Do that earlier rather than later, she says. It will give you a sense of whether a business can be replicated. Plus, your existing business will run more smoothly.

Weeks’s little dance business has blossomed into 37 Tutu School locations, 34 of them franchises. Eight more are sold but not yet open, and 10 are reserved. The franchising relationship works well for both Genevieve and the independent operators. Franchisees pay both a purchase price and a royalty on gross sales.

Most franchisees operate multiple locations. Some of them, like Genevieve, are making a retirement plan for their post-dance lives.
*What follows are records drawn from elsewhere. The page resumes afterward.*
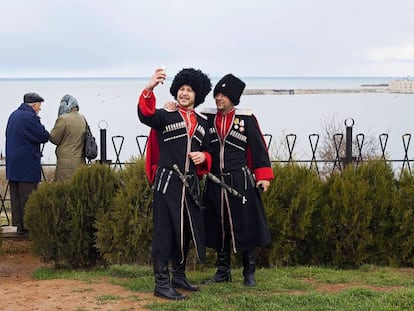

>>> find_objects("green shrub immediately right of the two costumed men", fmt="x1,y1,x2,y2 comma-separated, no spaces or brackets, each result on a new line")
263,164,321,265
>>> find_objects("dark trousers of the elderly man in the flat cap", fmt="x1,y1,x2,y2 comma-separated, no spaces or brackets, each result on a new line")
9,181,38,232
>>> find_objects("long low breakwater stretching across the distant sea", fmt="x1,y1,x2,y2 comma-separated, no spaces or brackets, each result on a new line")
243,86,396,95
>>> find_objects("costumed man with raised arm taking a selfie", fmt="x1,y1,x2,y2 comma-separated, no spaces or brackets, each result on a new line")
138,68,211,300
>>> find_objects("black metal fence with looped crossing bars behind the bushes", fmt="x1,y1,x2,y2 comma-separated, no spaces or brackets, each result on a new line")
0,119,414,225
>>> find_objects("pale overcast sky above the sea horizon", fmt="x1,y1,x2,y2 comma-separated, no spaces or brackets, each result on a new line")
0,0,414,78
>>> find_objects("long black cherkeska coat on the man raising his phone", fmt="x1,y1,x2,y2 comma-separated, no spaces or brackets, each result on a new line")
138,95,209,262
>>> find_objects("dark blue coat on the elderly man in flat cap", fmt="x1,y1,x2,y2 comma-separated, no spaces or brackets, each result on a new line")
6,104,49,182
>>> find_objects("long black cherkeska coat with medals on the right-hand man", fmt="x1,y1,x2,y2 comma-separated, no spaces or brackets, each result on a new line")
203,109,273,252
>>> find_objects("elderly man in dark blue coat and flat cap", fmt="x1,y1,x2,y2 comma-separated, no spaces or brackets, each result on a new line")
6,93,49,234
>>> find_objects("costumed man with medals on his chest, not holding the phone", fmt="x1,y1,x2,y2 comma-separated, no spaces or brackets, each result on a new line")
203,74,273,286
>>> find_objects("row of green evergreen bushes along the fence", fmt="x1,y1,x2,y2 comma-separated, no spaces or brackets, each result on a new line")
19,158,414,268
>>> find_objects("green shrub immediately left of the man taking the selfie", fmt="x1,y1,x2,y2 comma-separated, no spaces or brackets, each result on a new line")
96,159,152,264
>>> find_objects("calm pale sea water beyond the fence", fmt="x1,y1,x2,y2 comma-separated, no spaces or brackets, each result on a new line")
0,77,414,163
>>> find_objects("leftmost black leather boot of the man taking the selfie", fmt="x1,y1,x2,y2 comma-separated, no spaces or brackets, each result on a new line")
154,261,186,300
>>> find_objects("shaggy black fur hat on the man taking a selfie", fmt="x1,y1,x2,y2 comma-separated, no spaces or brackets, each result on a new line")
170,68,211,108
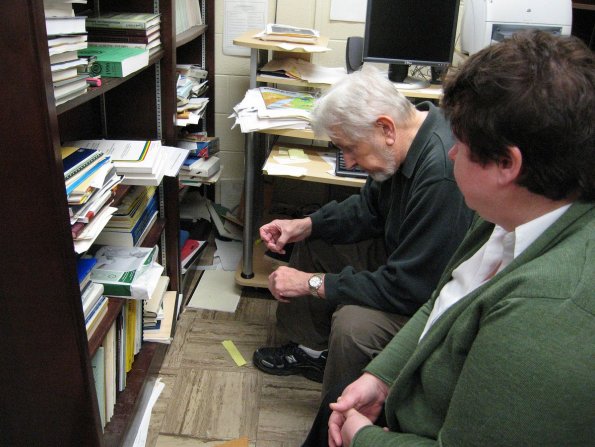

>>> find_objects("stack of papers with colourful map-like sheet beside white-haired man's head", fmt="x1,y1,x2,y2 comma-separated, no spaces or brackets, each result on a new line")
229,87,316,133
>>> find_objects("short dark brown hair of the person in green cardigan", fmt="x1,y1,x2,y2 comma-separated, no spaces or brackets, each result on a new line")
442,31,595,201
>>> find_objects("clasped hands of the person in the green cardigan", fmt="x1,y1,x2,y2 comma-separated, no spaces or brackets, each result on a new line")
328,373,388,447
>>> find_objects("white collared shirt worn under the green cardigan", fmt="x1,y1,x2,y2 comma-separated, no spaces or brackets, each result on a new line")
419,204,570,341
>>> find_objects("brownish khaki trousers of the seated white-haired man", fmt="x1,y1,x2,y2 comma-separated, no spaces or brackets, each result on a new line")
277,239,408,396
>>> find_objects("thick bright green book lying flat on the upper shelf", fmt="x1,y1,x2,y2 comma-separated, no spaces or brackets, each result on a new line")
78,46,149,78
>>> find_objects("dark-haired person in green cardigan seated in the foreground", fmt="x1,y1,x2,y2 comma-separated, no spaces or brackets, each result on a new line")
304,31,595,447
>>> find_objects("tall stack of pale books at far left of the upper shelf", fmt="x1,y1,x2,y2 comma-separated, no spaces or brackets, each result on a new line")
44,0,87,105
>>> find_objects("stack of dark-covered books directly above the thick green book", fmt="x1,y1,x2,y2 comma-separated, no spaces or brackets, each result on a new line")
86,12,161,61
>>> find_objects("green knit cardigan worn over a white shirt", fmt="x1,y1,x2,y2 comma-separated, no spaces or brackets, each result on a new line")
352,203,595,447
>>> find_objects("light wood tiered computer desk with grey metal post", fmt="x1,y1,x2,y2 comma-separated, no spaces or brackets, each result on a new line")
233,30,442,287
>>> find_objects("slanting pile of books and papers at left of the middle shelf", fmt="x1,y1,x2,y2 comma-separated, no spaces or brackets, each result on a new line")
61,146,122,253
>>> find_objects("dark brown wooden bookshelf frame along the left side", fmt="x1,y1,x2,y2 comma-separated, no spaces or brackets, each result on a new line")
0,0,214,447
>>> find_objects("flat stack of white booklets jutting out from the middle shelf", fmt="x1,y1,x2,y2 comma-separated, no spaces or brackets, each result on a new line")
66,140,166,186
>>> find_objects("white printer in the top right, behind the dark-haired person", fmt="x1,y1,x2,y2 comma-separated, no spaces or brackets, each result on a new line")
461,0,572,54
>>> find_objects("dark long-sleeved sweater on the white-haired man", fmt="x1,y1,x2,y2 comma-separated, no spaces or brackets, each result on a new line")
310,102,472,315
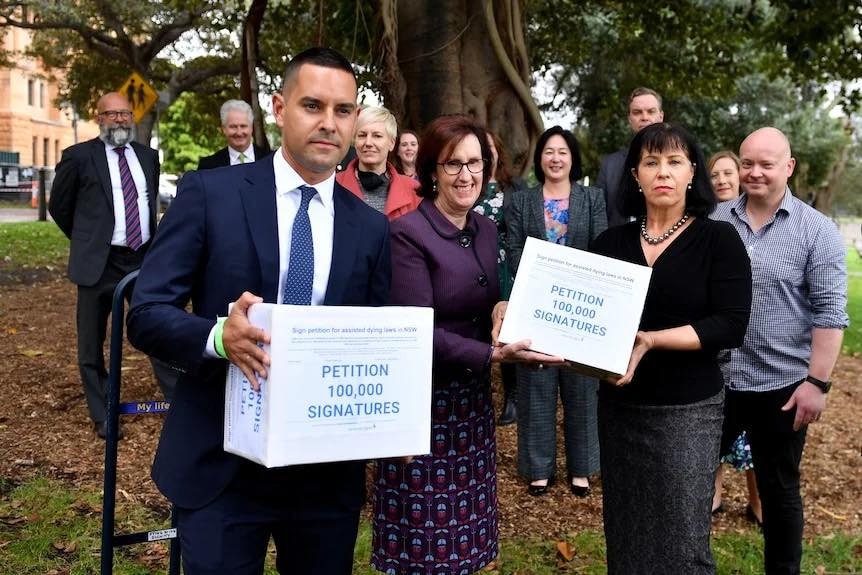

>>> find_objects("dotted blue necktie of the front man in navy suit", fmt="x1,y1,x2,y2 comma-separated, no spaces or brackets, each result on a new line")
282,186,317,305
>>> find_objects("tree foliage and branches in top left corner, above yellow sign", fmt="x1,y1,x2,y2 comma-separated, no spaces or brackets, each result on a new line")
0,0,245,118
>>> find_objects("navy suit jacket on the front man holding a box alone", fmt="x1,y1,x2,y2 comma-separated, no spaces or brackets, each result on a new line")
127,161,390,509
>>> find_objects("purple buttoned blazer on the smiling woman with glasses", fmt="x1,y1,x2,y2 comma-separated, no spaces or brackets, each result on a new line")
389,199,500,379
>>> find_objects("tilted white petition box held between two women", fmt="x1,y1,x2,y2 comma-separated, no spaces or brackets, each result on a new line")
500,238,652,377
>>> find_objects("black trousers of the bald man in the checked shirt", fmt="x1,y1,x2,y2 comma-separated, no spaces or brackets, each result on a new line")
721,383,808,575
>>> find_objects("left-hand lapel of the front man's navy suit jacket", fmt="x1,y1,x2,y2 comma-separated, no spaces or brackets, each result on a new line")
240,162,279,303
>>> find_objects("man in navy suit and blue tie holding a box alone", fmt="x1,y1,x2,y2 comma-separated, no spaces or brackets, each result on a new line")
127,48,390,575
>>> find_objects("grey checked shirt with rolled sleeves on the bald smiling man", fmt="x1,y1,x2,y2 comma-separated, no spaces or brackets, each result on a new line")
710,188,849,391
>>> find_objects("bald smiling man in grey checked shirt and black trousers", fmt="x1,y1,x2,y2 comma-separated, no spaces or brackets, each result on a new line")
711,128,849,575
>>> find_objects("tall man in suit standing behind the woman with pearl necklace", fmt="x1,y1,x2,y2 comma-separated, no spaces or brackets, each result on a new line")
596,88,664,227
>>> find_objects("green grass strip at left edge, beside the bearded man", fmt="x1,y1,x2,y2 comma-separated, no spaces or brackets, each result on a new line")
0,222,69,268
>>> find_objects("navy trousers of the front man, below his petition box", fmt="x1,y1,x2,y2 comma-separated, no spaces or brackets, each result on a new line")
176,487,359,575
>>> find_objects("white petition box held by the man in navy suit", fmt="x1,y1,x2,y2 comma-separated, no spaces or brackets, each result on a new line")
224,304,434,467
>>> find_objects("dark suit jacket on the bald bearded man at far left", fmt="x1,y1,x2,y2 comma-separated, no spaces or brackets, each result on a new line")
48,138,159,286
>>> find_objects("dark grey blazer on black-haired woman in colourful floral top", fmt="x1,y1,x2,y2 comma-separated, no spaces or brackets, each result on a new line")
506,184,608,275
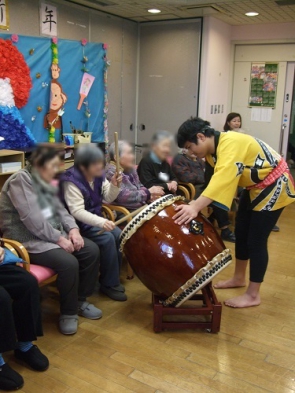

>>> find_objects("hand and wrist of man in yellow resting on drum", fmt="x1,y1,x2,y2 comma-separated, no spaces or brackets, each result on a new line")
172,195,213,225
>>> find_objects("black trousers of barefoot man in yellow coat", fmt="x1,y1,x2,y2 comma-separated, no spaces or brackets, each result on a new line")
235,190,283,283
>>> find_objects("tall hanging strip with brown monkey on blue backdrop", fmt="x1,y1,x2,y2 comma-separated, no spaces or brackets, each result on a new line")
44,37,68,143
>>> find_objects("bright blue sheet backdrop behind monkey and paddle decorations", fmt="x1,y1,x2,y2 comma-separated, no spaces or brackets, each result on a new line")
0,34,107,142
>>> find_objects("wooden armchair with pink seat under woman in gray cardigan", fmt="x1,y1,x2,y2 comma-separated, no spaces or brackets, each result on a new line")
3,239,57,287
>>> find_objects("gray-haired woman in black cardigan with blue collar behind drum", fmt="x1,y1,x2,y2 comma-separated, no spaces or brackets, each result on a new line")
137,131,177,194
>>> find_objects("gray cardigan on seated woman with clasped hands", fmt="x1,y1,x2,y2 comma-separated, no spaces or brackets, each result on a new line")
0,169,78,254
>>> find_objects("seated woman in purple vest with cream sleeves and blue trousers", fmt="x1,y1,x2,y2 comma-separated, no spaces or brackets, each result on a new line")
60,144,127,301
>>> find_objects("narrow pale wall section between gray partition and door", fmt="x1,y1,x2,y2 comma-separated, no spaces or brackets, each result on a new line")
199,17,232,129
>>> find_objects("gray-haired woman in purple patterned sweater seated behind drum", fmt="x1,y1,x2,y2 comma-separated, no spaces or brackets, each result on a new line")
106,141,164,211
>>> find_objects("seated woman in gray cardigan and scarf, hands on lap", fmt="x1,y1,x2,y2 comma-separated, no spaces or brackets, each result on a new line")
0,147,102,334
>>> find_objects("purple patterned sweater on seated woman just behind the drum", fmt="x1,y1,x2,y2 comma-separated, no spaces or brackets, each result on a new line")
106,162,151,210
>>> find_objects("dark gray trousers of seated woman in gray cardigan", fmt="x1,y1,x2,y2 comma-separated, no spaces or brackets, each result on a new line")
30,239,99,315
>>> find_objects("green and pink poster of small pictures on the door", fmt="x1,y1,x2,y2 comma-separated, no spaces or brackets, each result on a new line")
249,63,278,108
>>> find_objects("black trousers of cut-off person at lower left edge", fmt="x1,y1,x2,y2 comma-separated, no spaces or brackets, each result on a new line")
0,265,43,353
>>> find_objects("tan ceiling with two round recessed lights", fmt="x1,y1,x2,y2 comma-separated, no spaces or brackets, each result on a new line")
67,0,295,25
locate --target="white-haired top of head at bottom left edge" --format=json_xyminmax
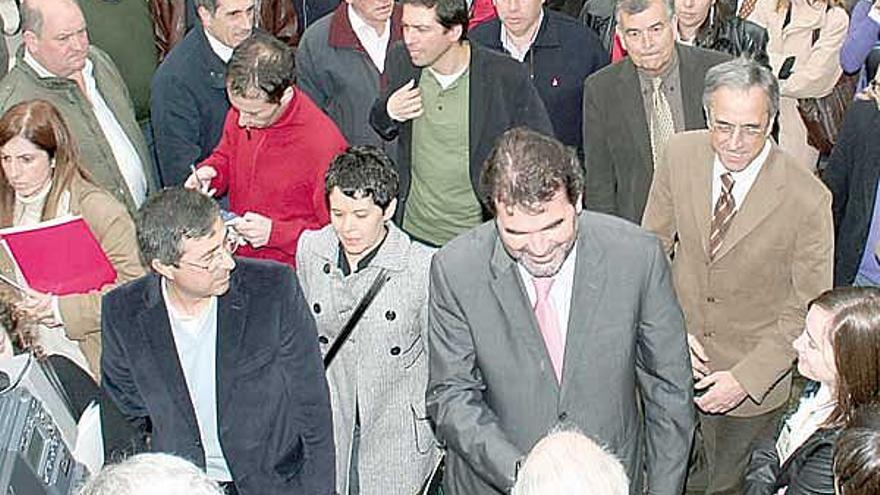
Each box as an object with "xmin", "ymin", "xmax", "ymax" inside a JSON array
[{"xmin": 79, "ymin": 453, "xmax": 223, "ymax": 495}]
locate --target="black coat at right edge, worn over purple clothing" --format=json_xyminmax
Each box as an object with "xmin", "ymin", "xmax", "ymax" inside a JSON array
[{"xmin": 822, "ymin": 101, "xmax": 880, "ymax": 286}]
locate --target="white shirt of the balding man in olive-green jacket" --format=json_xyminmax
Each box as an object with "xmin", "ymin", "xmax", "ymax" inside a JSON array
[{"xmin": 24, "ymin": 50, "xmax": 147, "ymax": 206}]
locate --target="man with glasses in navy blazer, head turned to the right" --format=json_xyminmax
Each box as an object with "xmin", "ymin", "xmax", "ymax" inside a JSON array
[{"xmin": 101, "ymin": 188, "xmax": 335, "ymax": 495}]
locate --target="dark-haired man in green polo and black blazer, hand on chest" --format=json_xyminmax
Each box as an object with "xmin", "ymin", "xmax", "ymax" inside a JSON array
[{"xmin": 370, "ymin": 0, "xmax": 553, "ymax": 246}]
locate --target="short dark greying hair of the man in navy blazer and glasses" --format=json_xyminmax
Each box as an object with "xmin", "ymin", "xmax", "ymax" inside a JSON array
[{"xmin": 135, "ymin": 187, "xmax": 220, "ymax": 267}]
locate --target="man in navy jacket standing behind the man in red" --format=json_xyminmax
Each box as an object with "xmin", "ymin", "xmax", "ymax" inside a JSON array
[{"xmin": 150, "ymin": 0, "xmax": 254, "ymax": 187}]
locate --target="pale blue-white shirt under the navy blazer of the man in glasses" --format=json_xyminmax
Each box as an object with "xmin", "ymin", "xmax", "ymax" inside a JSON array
[{"xmin": 162, "ymin": 279, "xmax": 232, "ymax": 482}]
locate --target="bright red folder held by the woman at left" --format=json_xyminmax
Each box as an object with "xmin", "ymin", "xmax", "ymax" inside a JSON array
[{"xmin": 0, "ymin": 216, "xmax": 116, "ymax": 296}]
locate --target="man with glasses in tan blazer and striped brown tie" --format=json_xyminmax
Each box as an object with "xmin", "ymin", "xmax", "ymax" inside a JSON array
[{"xmin": 642, "ymin": 59, "xmax": 833, "ymax": 493}]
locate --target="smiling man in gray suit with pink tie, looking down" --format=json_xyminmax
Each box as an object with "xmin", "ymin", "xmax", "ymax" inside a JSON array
[{"xmin": 427, "ymin": 128, "xmax": 694, "ymax": 495}]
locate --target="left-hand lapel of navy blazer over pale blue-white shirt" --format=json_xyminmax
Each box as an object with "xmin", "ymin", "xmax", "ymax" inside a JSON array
[{"xmin": 138, "ymin": 280, "xmax": 198, "ymax": 431}]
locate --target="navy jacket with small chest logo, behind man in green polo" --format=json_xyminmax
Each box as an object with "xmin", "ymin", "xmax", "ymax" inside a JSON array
[{"xmin": 468, "ymin": 9, "xmax": 609, "ymax": 149}]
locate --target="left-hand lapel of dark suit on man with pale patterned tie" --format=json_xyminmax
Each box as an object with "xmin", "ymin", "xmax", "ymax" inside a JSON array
[{"xmin": 620, "ymin": 59, "xmax": 654, "ymax": 177}]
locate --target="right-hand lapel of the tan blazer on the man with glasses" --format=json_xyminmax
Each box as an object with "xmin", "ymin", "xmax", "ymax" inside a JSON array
[{"xmin": 715, "ymin": 145, "xmax": 785, "ymax": 261}]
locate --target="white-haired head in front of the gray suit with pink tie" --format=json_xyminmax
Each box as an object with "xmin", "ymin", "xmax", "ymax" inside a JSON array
[{"xmin": 511, "ymin": 428, "xmax": 629, "ymax": 495}]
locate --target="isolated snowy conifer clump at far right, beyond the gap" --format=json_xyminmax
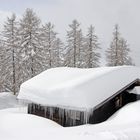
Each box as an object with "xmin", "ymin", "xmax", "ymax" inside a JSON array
[{"xmin": 106, "ymin": 25, "xmax": 133, "ymax": 66}]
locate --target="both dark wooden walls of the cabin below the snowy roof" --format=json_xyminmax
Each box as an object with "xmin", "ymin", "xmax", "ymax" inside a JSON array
[{"xmin": 28, "ymin": 79, "xmax": 140, "ymax": 126}]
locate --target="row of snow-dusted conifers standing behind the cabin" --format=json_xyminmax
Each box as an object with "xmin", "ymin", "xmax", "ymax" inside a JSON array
[{"xmin": 0, "ymin": 8, "xmax": 134, "ymax": 94}]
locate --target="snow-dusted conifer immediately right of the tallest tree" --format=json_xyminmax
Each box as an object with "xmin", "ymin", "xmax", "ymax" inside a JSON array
[{"xmin": 41, "ymin": 22, "xmax": 59, "ymax": 69}]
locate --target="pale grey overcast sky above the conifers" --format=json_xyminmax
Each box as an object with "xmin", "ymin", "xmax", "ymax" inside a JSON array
[{"xmin": 0, "ymin": 0, "xmax": 140, "ymax": 66}]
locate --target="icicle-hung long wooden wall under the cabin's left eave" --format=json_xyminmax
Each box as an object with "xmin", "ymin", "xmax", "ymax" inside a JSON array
[{"xmin": 28, "ymin": 103, "xmax": 86, "ymax": 127}]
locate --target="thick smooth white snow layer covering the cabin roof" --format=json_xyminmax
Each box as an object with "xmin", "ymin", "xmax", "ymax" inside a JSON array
[{"xmin": 18, "ymin": 66, "xmax": 140, "ymax": 109}]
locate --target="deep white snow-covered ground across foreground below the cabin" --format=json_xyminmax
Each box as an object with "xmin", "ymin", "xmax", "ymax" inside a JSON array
[{"xmin": 0, "ymin": 94, "xmax": 140, "ymax": 140}]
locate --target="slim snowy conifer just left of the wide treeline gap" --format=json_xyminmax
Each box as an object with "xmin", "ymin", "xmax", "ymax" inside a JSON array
[{"xmin": 86, "ymin": 25, "xmax": 101, "ymax": 68}]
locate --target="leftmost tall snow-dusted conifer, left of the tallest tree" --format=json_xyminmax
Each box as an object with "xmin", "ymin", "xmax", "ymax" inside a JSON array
[{"xmin": 1, "ymin": 14, "xmax": 19, "ymax": 94}]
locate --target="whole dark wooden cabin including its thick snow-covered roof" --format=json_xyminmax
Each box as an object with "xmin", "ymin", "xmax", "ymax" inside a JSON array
[{"xmin": 18, "ymin": 66, "xmax": 140, "ymax": 126}]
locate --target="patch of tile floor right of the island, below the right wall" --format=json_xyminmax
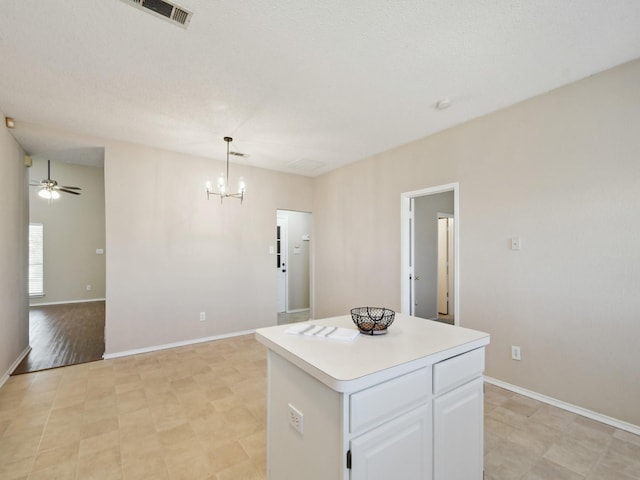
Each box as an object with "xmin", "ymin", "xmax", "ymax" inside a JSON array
[{"xmin": 484, "ymin": 384, "xmax": 640, "ymax": 480}]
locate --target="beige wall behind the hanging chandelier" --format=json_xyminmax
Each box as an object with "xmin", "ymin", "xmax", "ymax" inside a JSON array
[{"xmin": 105, "ymin": 139, "xmax": 312, "ymax": 354}]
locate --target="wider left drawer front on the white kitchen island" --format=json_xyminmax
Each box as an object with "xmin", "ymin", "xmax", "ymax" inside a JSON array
[{"xmin": 349, "ymin": 368, "xmax": 431, "ymax": 432}]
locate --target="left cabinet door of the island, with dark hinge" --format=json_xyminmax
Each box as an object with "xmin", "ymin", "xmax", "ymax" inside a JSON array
[{"xmin": 351, "ymin": 404, "xmax": 432, "ymax": 480}]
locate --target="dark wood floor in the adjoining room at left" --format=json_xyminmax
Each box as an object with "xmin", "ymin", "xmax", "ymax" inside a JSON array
[{"xmin": 12, "ymin": 301, "xmax": 104, "ymax": 375}]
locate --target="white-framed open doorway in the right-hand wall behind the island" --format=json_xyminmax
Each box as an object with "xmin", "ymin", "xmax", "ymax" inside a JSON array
[{"xmin": 401, "ymin": 183, "xmax": 460, "ymax": 325}]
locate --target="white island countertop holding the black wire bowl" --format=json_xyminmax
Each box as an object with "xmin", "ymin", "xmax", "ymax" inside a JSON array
[{"xmin": 256, "ymin": 313, "xmax": 489, "ymax": 392}]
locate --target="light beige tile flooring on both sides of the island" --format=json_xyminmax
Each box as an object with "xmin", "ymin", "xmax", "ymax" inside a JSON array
[{"xmin": 0, "ymin": 336, "xmax": 640, "ymax": 480}]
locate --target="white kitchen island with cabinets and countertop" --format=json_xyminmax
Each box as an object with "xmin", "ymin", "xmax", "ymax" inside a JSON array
[{"xmin": 256, "ymin": 314, "xmax": 489, "ymax": 480}]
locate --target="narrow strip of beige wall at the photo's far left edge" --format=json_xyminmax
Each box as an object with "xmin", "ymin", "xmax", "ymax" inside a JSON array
[{"xmin": 0, "ymin": 112, "xmax": 29, "ymax": 385}]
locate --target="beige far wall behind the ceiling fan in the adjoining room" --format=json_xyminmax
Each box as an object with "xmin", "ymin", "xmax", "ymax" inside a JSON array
[{"xmin": 29, "ymin": 159, "xmax": 108, "ymax": 305}]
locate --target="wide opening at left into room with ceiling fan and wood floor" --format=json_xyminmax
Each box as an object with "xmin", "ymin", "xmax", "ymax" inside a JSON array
[{"xmin": 19, "ymin": 156, "xmax": 106, "ymax": 373}]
Others are past Tutu School parents who have corporate backgrounds and want a family-friendly, flexible business.

But while franchising her business has worked out well for the most part, Genevieve says there are also drawbacks. “I expected more passive income than I’m finding,” she says. “It’s a decent amount of work to support franchises.”

There’s a big difference between licensing a concept, which is more hands-off, and franchising, which is a true partnership. For example, on top of Genevieve’s hands-on support for franchisees, Tutu School uses an internal platform called Twirl to provide online training, documents, and a library of marketing pieces, such as print advertising and postcards. But for her, these steps are worth it.

“I was worried about being consistent across the brand, especially when we just had a few locations,” Genevieve says. With more locations, she feels that the company has actually given her business stronger communications around brand standards and provides better training and resources than it would if it were just the original school.

Plus, broader ownership means that more people have a stake in the business, and their suggestions come from wanting nothing but success for the company. Since she began franchising, ideas from franchisees have improved the business in countless ways—because what works in one market usually is worth adding across the board.

“No one has to reinvent the wheel, and the wheel keeps getting better,” Genevieve says.

Use Free Resources

As you’re looking to expand your business, take advantage of the wide variety of resources offering free advice.

Heber Valley, the milk and artisanal cheese seller, worked with Goldman Sachs’s free 10,000 Small Businesses program, which helped them create farm visit experiences that show off their products and processes. Owner Russ Kohler also spent time with an MBA class from a local university, which suggested different packaging. “They said that we should get away from a commodity look, so we stopped cutting our cheese in a block and changed the packaging,” Russ says.

When he worked with Utah’s Own, a Utah program that promotes in-state products, Russ also found a marketer and website developer—even though those services weren’t officially offered by the state.

And as we said in Chapter 1, don’t forget about the Small Business Administration! The SBA is set up to help you, from finding funding to connecting you with a business coach.

The honest truth is that starting a business is hard and expanding one can be even harder, which is why this work isn’t for everyone. But if you do want to grow your revenue, boost your sales, or expand your geographic footprint, there are plenty of options—and resources—available to help you do it.

Questions to Consider

•   Who are some partners and resources in your industry or adjacent industries that might help you grow your business? Have you tapped them for advice?

•   What other businesses might sell your products or services? What other products might you be willing to sell?

•   Could you grow your business by finding a new audience online?

•   Does your business lend itself to multiple locations or distribution outside your immediate geographical reach? How much of your business can you systematize?

•   Would it make sense to expand your business through licensing or franchising? How replicable is what you’re doing?